Most of us are already aware that not getting a good night’s sleep can have a lot of ill effects on our health, but did you know that losing quality Z’s can actually make you gain weight, too?
Effects on the Body
According to WedMD, weight gain resulting from sleep deprivation is driven by an interrelationship of two specific hormones known as ghrelin and leptin. Ghrelin is the hormone that tells each of us that we are hungry when our body senses that it needs more nutrients. Leptin is the counterbalancing hormone that makes us stop eating when our body realizes it’s had enough.
The problem with not getting a good night’s sleep is that it throws these two essential hormone’s relationship out of whack. When our body is sleep deprived, it triggers the release of more ghrelin (making us feel hungry) and slows down the release of leptin (telling us to stop eating).
As clarified by Michael Breus, Ph.D., “It’s not so much that if you sleep you will lose weight, but if you are sleep-deprived, meaning that you are not getting enough minutes of sleep or good quality sleep, your metabolism will not function properly.” He adds, “If you are a five-hour sleeper and start to sleep for seven hours a night, you will start dropping weight.”
Choice of Food
Research conducted in mice demonstrated how this hormonal relationship plays out in our eating habits. According to one study, “changes to the metabolisms of the mice made them crave more high-fat food and saw the rodents begin to eat at the wrong times in the day, eat multiple lunches and have midnight snacks, making them obese.”
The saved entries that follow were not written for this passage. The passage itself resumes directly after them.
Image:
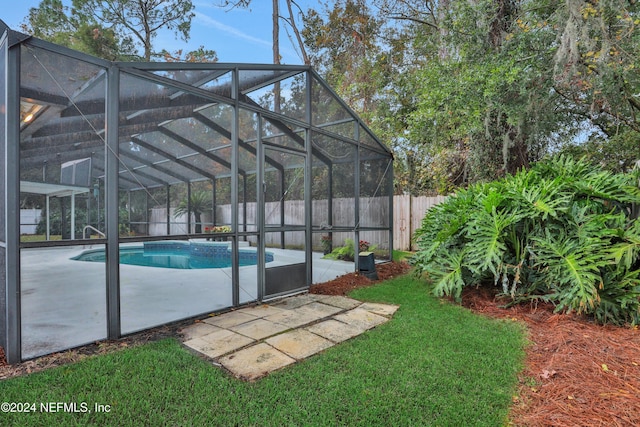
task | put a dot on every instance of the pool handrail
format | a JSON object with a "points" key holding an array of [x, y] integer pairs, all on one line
{"points": [[84, 230]]}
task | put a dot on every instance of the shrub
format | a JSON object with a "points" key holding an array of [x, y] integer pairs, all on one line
{"points": [[559, 232]]}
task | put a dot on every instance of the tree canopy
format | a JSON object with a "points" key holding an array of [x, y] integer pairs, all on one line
{"points": [[115, 29], [473, 90]]}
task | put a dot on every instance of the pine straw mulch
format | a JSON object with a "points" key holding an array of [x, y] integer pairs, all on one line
{"points": [[576, 373]]}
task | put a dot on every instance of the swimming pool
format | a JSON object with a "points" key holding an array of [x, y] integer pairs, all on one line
{"points": [[179, 255]]}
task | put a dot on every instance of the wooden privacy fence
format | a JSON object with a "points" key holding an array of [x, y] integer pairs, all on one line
{"points": [[408, 212]]}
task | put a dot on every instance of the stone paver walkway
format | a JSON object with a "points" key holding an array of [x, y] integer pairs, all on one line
{"points": [[252, 342]]}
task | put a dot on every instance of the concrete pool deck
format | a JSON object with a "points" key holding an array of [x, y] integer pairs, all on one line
{"points": [[254, 341], [64, 301]]}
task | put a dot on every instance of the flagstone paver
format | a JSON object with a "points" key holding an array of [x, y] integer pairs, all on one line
{"points": [[290, 318], [218, 343], [339, 301], [263, 310], [259, 329], [335, 331], [361, 318], [381, 309], [299, 343], [253, 341], [231, 318], [256, 361], [199, 329]]}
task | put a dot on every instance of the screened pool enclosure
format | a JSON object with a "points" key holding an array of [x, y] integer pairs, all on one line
{"points": [[138, 194]]}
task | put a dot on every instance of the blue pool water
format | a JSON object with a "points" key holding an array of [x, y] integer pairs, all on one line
{"points": [[180, 255]]}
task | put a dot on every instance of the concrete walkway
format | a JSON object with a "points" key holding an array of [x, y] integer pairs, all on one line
{"points": [[254, 341]]}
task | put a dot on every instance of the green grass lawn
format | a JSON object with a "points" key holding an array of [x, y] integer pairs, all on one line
{"points": [[434, 364]]}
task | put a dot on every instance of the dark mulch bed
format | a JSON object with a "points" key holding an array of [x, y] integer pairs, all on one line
{"points": [[577, 373]]}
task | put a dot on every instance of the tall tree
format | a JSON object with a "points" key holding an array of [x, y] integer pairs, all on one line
{"points": [[140, 19], [52, 21], [291, 21]]}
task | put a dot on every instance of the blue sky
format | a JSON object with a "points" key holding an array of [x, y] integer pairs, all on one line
{"points": [[239, 35]]}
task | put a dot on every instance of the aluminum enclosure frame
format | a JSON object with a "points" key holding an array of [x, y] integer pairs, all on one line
{"points": [[151, 127]]}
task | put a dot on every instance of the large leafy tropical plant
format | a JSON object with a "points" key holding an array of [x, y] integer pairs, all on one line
{"points": [[562, 232], [198, 203]]}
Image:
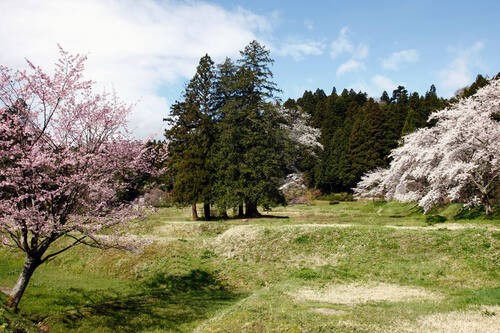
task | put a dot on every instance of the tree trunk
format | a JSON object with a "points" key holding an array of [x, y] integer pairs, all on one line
{"points": [[488, 208], [206, 211], [30, 264], [194, 212], [251, 209], [223, 212]]}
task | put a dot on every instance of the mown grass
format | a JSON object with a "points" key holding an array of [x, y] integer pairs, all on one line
{"points": [[238, 275]]}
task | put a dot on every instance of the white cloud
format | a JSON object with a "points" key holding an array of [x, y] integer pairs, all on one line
{"points": [[380, 83], [458, 73], [301, 49], [350, 66], [376, 85], [361, 51], [343, 44], [397, 59], [309, 24], [136, 46]]}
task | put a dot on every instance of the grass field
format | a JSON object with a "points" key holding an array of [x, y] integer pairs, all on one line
{"points": [[348, 267]]}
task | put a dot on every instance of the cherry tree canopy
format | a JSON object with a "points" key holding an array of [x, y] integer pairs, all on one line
{"points": [[64, 154], [457, 159]]}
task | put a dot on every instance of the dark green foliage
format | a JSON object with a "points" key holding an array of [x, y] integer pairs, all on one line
{"points": [[251, 145], [226, 142], [191, 137], [433, 219], [358, 133], [480, 82]]}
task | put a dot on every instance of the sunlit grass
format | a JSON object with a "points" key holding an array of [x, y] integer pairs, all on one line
{"points": [[240, 275]]}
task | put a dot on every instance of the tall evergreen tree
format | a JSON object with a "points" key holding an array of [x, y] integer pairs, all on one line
{"points": [[250, 146], [191, 138]]}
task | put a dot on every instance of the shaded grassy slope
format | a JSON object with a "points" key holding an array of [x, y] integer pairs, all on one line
{"points": [[238, 275]]}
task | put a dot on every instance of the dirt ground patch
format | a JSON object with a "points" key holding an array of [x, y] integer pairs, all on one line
{"points": [[350, 294]]}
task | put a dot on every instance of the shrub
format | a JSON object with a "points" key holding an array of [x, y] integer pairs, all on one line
{"points": [[433, 219]]}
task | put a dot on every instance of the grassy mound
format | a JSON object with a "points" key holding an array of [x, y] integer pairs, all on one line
{"points": [[246, 275]]}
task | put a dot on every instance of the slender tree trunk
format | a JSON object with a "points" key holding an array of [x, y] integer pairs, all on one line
{"points": [[251, 209], [223, 212], [194, 212], [206, 211], [488, 209], [30, 264]]}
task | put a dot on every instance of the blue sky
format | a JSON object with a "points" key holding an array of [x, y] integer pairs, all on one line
{"points": [[146, 50], [414, 43]]}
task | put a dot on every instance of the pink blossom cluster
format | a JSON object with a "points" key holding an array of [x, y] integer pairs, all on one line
{"points": [[457, 159], [63, 149]]}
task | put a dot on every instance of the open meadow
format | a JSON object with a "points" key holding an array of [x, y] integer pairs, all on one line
{"points": [[347, 267]]}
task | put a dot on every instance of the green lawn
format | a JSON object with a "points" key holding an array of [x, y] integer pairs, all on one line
{"points": [[285, 272]]}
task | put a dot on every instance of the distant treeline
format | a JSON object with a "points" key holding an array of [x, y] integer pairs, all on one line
{"points": [[358, 132]]}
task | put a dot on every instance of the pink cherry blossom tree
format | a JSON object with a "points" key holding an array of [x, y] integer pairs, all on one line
{"points": [[458, 159], [63, 149]]}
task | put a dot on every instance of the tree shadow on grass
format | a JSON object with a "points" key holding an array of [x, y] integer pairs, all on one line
{"points": [[165, 302]]}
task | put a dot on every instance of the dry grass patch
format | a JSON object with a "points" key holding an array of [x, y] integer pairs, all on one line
{"points": [[484, 320], [235, 240], [350, 294], [327, 311]]}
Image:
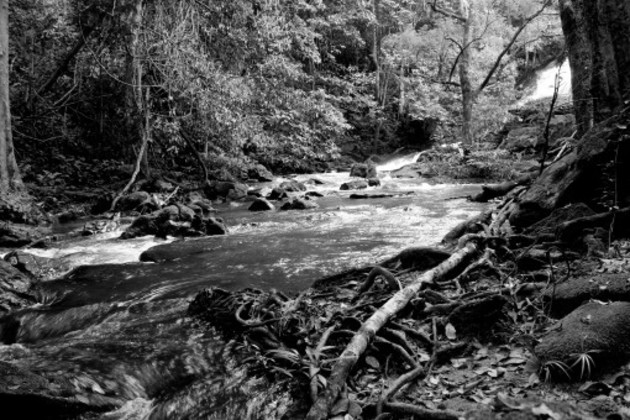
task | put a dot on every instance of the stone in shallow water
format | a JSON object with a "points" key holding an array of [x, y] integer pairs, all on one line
{"points": [[592, 337], [261, 204], [299, 204], [363, 170], [354, 185]]}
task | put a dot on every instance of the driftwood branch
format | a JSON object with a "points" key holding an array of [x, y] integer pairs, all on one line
{"points": [[374, 273], [136, 171], [507, 48], [361, 340]]}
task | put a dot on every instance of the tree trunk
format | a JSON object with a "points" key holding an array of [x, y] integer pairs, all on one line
{"points": [[135, 105], [468, 96], [598, 39], [377, 64], [359, 343], [10, 179]]}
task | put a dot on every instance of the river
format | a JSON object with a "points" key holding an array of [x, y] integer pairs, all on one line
{"points": [[116, 329]]}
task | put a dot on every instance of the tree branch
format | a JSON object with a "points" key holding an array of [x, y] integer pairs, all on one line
{"points": [[496, 64], [446, 13]]}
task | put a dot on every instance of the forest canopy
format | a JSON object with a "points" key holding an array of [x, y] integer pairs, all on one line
{"points": [[289, 84]]}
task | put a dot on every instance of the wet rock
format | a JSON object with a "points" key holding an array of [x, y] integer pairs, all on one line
{"points": [[419, 258], [195, 199], [313, 194], [209, 225], [15, 289], [478, 316], [413, 171], [299, 204], [293, 186], [314, 181], [363, 170], [68, 216], [35, 266], [238, 192], [260, 173], [157, 186], [354, 185], [94, 227], [549, 224], [135, 201], [177, 212], [261, 204], [225, 189], [563, 298], [176, 250], [591, 338], [15, 236], [277, 194], [35, 397], [521, 139], [142, 226]]}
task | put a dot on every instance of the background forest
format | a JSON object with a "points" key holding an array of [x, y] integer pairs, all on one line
{"points": [[293, 85]]}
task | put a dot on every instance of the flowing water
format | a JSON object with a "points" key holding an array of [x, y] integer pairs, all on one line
{"points": [[117, 330], [546, 79]]}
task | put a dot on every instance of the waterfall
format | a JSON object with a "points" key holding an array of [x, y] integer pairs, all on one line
{"points": [[398, 162]]}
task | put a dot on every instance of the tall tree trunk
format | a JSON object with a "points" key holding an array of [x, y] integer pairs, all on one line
{"points": [[598, 39], [377, 63], [10, 179], [135, 104], [468, 94]]}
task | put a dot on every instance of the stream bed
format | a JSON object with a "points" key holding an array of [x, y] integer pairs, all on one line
{"points": [[117, 333]]}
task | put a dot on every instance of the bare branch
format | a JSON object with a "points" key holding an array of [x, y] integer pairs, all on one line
{"points": [[510, 44]]}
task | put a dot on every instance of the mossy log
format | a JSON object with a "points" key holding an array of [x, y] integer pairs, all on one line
{"points": [[361, 340]]}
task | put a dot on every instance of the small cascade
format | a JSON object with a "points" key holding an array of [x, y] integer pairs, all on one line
{"points": [[398, 162], [546, 79]]}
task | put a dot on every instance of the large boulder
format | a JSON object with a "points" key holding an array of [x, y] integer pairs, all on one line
{"points": [[157, 186], [225, 189], [413, 171], [209, 225], [363, 170], [354, 185], [139, 200], [195, 200], [563, 298], [293, 186], [143, 225], [36, 397], [15, 289], [17, 235], [261, 204], [259, 173], [277, 194], [36, 266], [299, 204], [593, 337]]}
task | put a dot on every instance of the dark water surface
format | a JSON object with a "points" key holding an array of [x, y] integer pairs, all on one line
{"points": [[119, 330]]}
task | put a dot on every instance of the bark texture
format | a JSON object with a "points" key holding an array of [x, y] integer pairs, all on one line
{"points": [[10, 179], [359, 343], [598, 39]]}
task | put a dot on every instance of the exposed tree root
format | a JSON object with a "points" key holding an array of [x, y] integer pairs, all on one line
{"points": [[488, 192], [423, 413], [392, 283], [314, 365], [360, 341]]}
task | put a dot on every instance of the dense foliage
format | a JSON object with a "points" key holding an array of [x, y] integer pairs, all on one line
{"points": [[290, 84]]}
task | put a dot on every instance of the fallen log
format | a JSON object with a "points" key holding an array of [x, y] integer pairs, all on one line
{"points": [[618, 221], [360, 341], [488, 192]]}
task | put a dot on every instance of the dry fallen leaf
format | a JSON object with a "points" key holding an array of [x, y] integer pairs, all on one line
{"points": [[450, 332]]}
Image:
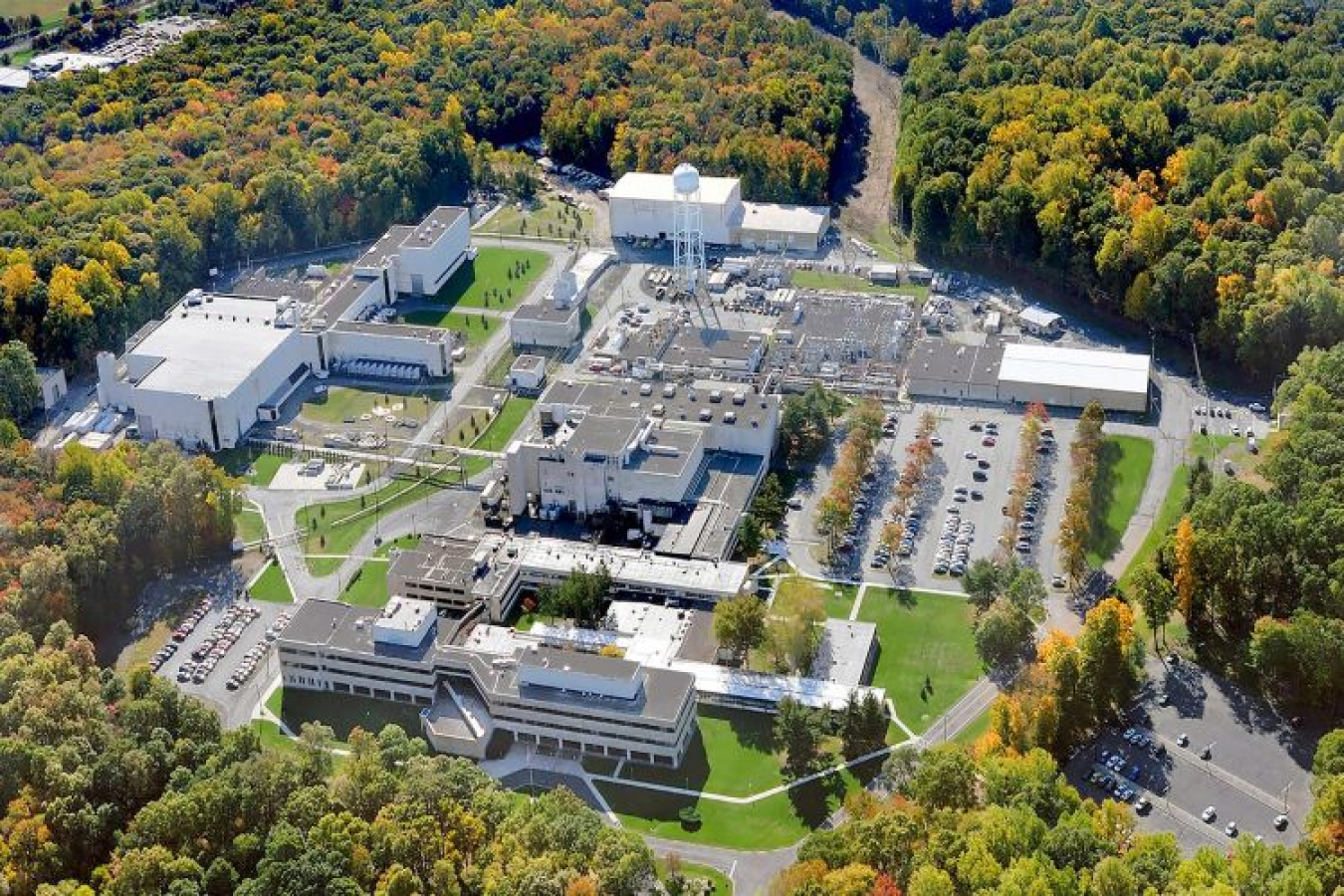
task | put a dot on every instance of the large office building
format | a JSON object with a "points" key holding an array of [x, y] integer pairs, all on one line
{"points": [[1023, 372], [487, 576], [217, 362], [476, 681], [641, 207]]}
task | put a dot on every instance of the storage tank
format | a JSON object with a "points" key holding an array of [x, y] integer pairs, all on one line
{"points": [[686, 179]]}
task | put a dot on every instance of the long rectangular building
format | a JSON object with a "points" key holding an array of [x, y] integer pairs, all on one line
{"points": [[472, 688], [640, 206], [217, 364], [1024, 372], [459, 575]]}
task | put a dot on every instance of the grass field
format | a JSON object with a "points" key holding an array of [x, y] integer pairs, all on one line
{"points": [[248, 464], [476, 328], [500, 431], [498, 278], [767, 823], [368, 585], [1121, 476], [836, 599], [926, 653], [51, 11], [733, 754], [334, 528], [272, 585], [342, 403], [341, 712], [719, 881], [851, 284], [550, 218], [249, 526]]}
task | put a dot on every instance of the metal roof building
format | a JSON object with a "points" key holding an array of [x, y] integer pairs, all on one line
{"points": [[1074, 376]]}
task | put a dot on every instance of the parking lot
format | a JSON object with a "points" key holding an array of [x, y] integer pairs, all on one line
{"points": [[952, 483], [1255, 772], [234, 706]]}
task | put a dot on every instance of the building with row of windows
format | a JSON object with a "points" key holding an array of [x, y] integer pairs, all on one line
{"points": [[219, 362], [475, 684]]}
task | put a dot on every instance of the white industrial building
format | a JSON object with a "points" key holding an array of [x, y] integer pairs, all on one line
{"points": [[641, 204], [1024, 372], [682, 460], [1074, 376], [217, 364], [557, 320]]}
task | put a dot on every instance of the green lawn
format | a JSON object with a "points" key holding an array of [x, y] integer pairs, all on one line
{"points": [[498, 278], [249, 526], [337, 530], [476, 328], [368, 585], [733, 754], [500, 431], [51, 11], [549, 218], [767, 823], [272, 585], [1121, 476], [926, 653], [837, 599], [341, 403], [248, 464], [721, 883], [852, 284], [341, 712]]}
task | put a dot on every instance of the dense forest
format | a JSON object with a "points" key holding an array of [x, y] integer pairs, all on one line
{"points": [[1180, 162], [81, 534], [303, 123], [122, 786], [1007, 822], [1258, 569]]}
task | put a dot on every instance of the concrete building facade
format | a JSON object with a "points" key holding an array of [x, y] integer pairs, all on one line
{"points": [[472, 684]]}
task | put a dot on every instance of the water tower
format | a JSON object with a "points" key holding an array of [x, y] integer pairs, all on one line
{"points": [[687, 233]]}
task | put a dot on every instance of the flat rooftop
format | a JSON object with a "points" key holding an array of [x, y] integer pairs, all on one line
{"points": [[699, 346], [622, 398], [944, 361], [1075, 368], [844, 650], [548, 312], [210, 349], [808, 220], [667, 452], [638, 184]]}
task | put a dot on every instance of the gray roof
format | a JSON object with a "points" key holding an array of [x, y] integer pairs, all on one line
{"points": [[622, 398], [546, 312], [599, 434], [943, 361]]}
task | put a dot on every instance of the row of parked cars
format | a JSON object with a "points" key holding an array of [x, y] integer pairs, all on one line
{"points": [[953, 545], [217, 645], [192, 619]]}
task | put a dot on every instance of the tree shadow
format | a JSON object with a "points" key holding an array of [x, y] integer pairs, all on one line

Human research trials have showed similar results. In one such study, regular sleep deprivation caused men to prefer higher-calorie foods, which resulted in higher overall daily calorie intake (and weight gain). Another study showed that women getting less than six (or more than nine) hours of sleep each night tended to be 11 pounds heavier than those who regularly got seven hours of sleep.
These numbers all pretty intriguing, but how many of us can say we always get the same amount of sleep every night? Sure, we might make an effort to go to bed at nearly the same time and wake up at the same time every day, but there are inevitably reasons why we take longer to get to sleep (or wake up to use the bathroom) that impact how much quality sleep we actually “net”.
The Solution Is Quality Sleep
Nevertheless, the Endocrine Society (the world’s largest organization dedicated to hormone research) has found that even just getting 30 fewer minutes of sleep than recommended can significantly increase your risk of obesity and diabetes. 30 minutes per day isn’t very much, which suggests that maybe we really can be leaner and healthier just by changing the way we approach our overall sleep environment.